Rennie's memories played back over the countryside they'd just searched, reconsidering it for hidden dangers, finding none."Come when you can."

Ukiah ran alongside the train, looking for something that went over the tracks, or under . . .

. . . Ukiah's cell phone vibrated. Who now? He took out his phone. The same number as last time showed on the display. He thought about answering and growling at the clueless woman, but he settled for turning off the phone completely . . .

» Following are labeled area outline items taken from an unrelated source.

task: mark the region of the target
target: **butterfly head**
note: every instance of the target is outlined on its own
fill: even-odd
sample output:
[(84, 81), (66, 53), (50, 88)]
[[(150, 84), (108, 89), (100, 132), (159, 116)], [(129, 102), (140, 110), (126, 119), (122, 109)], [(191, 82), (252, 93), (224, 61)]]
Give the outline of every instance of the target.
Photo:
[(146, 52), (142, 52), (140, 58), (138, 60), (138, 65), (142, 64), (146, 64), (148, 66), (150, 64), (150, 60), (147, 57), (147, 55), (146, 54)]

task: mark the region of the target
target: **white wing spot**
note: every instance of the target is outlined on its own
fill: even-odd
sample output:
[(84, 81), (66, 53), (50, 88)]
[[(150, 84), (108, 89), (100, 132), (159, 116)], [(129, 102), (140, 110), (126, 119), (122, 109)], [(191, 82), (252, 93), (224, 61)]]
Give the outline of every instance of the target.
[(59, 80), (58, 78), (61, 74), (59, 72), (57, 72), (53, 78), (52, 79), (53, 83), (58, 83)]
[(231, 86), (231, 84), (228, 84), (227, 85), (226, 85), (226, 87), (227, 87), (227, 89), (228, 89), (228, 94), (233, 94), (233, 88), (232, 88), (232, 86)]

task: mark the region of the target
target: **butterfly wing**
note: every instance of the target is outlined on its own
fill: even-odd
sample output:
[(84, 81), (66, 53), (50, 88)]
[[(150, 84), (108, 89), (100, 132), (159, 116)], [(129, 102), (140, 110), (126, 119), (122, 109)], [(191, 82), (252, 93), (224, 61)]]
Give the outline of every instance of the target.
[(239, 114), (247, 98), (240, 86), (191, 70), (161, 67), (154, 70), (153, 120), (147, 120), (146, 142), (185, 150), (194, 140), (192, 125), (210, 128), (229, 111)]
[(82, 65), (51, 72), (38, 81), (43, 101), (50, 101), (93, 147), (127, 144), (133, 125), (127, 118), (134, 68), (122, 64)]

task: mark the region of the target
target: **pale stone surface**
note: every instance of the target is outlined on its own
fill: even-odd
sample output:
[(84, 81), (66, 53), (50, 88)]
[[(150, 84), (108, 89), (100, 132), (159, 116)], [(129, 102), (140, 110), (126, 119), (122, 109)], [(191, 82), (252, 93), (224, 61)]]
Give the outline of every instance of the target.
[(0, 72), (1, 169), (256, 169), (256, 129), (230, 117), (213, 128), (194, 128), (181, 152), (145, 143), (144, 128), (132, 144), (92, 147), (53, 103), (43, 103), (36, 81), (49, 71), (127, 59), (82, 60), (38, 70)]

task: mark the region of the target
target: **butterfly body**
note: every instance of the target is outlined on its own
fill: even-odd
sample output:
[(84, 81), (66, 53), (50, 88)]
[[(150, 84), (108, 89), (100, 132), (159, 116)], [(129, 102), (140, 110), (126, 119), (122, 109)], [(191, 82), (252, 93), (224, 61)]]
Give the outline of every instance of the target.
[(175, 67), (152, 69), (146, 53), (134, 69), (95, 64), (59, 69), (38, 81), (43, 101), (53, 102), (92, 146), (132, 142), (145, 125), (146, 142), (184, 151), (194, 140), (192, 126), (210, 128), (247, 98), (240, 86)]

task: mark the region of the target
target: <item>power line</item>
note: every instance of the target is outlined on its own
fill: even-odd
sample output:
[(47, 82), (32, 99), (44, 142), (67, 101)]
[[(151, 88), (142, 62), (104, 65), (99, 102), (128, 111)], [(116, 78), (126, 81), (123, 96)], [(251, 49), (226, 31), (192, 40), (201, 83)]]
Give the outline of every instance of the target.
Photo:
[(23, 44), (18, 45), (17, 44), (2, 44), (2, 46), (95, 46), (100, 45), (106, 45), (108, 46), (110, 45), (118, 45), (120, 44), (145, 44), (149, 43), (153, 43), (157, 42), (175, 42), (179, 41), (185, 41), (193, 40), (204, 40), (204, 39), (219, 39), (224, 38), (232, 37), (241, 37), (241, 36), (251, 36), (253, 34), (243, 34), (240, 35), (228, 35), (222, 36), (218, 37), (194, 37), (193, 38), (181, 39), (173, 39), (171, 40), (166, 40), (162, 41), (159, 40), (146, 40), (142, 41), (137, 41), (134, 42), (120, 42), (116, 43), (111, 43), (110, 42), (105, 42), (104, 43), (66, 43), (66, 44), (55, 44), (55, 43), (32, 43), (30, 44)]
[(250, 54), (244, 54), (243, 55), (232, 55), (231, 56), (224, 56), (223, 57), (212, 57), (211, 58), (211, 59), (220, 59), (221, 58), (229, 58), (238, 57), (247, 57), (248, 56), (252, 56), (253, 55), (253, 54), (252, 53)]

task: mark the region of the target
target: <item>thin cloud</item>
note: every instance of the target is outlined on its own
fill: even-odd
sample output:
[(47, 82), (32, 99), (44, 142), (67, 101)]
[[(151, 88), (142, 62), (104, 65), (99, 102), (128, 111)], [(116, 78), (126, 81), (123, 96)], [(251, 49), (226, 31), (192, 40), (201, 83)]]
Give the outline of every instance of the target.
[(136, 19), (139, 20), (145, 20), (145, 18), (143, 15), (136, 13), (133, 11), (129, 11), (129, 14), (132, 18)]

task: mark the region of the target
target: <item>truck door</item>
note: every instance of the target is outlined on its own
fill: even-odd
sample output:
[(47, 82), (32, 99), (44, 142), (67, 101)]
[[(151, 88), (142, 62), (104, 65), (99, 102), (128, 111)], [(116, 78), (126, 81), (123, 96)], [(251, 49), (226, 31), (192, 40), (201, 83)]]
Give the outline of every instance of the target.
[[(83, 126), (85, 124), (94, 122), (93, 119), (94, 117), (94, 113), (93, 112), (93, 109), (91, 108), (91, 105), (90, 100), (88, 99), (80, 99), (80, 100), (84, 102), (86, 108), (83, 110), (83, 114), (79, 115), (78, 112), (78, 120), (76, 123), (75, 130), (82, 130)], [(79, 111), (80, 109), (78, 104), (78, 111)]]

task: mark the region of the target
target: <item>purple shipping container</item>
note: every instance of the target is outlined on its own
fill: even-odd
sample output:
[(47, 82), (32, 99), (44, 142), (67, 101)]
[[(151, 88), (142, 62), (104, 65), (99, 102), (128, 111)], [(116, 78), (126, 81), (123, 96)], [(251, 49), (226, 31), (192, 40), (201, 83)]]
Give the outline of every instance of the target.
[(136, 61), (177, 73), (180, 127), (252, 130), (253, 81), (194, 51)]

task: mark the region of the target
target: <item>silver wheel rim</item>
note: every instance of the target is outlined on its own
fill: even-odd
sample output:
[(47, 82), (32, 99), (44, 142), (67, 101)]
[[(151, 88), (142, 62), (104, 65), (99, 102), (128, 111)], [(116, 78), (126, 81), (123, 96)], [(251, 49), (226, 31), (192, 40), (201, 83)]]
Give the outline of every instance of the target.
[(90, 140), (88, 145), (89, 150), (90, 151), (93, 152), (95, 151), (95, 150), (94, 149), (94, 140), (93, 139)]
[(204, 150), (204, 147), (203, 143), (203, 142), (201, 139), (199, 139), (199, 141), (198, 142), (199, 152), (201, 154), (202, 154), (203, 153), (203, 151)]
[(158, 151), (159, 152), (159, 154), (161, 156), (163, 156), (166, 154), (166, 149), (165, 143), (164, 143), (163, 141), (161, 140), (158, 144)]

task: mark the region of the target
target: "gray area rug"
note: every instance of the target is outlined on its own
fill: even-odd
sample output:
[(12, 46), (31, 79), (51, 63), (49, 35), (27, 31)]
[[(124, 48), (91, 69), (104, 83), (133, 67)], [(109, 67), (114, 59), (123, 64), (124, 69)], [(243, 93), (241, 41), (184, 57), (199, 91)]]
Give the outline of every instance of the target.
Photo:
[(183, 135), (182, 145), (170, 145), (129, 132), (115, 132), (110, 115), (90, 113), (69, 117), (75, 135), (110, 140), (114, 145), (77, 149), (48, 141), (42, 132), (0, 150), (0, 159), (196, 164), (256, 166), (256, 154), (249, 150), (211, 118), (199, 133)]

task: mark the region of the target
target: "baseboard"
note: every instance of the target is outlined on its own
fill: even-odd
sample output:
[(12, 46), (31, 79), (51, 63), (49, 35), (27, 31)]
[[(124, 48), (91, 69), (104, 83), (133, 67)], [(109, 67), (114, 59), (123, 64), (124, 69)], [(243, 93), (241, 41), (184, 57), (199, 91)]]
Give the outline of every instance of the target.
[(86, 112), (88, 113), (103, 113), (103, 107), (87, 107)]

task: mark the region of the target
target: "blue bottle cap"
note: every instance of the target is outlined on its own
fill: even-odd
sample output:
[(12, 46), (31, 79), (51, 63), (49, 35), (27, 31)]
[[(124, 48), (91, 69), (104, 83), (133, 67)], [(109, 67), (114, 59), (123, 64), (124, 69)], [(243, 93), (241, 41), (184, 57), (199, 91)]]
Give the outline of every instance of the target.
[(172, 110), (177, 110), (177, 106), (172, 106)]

. . . He paused on the berm of the highway, squinting as the headlights of an oncoming truck hit his night-sensitive eyes. He fumbled out his flashlight, knowing that he'd be night-blind for several minutes after the truck passed—a hazard of having eyes that shifted to night vision. At the fringe of his awareness, he sensed sudden intensity from the othersthey'd found something. He went still, focusing on them. The Dog Warriors gathered around a farmhouse, windows dark, hunched under towering oaks. The wind brought the smell of C4 and the taste of red.

Movement warned him too late, and he snapped out of the focus as the truck suddenly veered toward him.

It hit him on the left side, smashed him to the hard road, and rolled over him. Caught between the truck and the road, he tumbled. His flashlight flipped alongside him, showing frightening glimpses of the trailer's undercarriage. Strut, axle, gears flashed by. Somehow the big wheels missed him but his flashlight went under the last set and was crunched flat.

It lasted only seconds but it seemed like forever. Finally it was over. Ukiah lay sprawled facedown on the pavement, dazed and broken. The truck shuddered to a stop, its engine dropping to the low rumble of an idle. The air was heavy with the smell of smoking rubber.

"Cub?" Rennie's thoughts pushed through the pain."What happened?"

Good question. Ukiah tried to lever himself up and discovered with an explosion of new pain that his left arm was shattered.

"Cub?"

"A . . . a . . . a truck. A truck hit me."

Cars were stopping on the highway; people were getting out. For a moment it seemed like a normal accident. Then Ukiah recognized one of the cars: Goodman's dark blue Honda. The cult had taken the car after dismembering their rogue kidnapper.

"Rennie! Rennie!" He could only think of the bonfire victim, chopped up and burned to ash. He fought to stay conscious, to try to crawl away. They were certain to do worse than kill him.

Ice swung down out of the truck's cab and headed toward him, in long, determined strides." He's probably not alone. We have to act quickly. Kill him."

" But if we're right about him—" a female cultist started to protest.

" Then he'll only be dead a little while." Ice handed her a pistol." And ye shall chase your enemies, and they shall fall before you by the sword. . ."

Ukiah bolted awake. Even with his eyes open, though, he could see the muzzle flash suddenly brilliant in the rain-cloaked night, feel the bullets hit him with a force that nearly matched that of the truck.